Oscar Wilde in AmericaOscar Wilde in America: The Interviews
Edited by Matthew Hofer and Gary Scharnhorst
University of Illinois Press
188 pages, $40.

 

“I HAVE NOTHING to declare—except my genius,” he pronounced famously on arriving in the U.S. Or did he? There’s no sign of Oscar Wilde’s notorious response to a routine Customs inquiry in any of these 48 interviews with the Irish playwright, who was then known only for his poetry, and scarcely for that. The 26-year old standard-bearer of the Aestheticist creed undertook perhaps twice that many interviews on American soil in the course of his 1882 lecture tour. The editors of this volume have collated the most significant, presenting each in its entirety, replete with fulsome notes.
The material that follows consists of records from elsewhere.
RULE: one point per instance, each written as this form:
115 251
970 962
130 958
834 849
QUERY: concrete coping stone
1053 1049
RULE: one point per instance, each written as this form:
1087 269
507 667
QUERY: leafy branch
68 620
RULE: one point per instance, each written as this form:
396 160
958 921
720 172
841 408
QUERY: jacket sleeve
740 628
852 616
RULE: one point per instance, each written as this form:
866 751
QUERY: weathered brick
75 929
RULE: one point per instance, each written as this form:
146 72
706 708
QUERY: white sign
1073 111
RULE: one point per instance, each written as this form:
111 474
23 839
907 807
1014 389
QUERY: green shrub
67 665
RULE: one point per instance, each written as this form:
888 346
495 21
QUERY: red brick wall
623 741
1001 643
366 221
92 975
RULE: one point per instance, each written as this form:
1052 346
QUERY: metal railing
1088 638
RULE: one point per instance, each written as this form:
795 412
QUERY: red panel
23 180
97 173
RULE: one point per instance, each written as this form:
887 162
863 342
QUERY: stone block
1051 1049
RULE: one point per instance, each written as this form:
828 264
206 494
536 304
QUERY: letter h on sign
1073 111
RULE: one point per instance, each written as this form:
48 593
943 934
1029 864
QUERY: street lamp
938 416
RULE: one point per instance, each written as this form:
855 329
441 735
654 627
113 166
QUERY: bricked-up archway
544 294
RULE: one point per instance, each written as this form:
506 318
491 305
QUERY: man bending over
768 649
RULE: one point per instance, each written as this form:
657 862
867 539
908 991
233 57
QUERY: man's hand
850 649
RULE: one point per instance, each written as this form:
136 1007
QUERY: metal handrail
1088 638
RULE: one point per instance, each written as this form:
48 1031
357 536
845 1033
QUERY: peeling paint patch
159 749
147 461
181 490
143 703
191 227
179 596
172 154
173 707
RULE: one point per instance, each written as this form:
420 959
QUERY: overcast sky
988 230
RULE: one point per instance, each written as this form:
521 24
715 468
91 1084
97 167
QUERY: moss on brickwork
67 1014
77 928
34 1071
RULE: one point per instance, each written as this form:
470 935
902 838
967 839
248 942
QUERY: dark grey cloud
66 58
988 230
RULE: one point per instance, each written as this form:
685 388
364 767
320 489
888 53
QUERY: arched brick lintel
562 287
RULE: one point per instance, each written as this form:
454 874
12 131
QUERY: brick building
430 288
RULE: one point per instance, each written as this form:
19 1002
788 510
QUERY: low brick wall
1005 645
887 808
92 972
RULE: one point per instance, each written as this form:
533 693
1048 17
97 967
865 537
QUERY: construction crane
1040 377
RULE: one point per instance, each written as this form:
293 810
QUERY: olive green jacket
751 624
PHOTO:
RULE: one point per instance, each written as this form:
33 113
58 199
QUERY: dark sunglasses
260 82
E. H. Mikhail’s Oscar Wilde: Interviews and Recollections (1979) had previously offered some nineteen of these interviews, though some were altered or edited in obscure ways. Consequently, Hofer and Scharnhorst can legitimately claim to have recovered yet another substantial archive of material relating to Wilde, one largely familiar only to the authors of a handful of doctoral theses. Wilde’s many biographers, however, have drawn substantially on the richest material here. Whenever repetition is rife—in both the questions put to the author and the answers evinced—one wonders whether publishing selections from all 98 known interviews (helpfully listed in an appendix) might have resulted in a volume with a stronger narrative sweep, and one more consistently compelling, especially for the lay reader.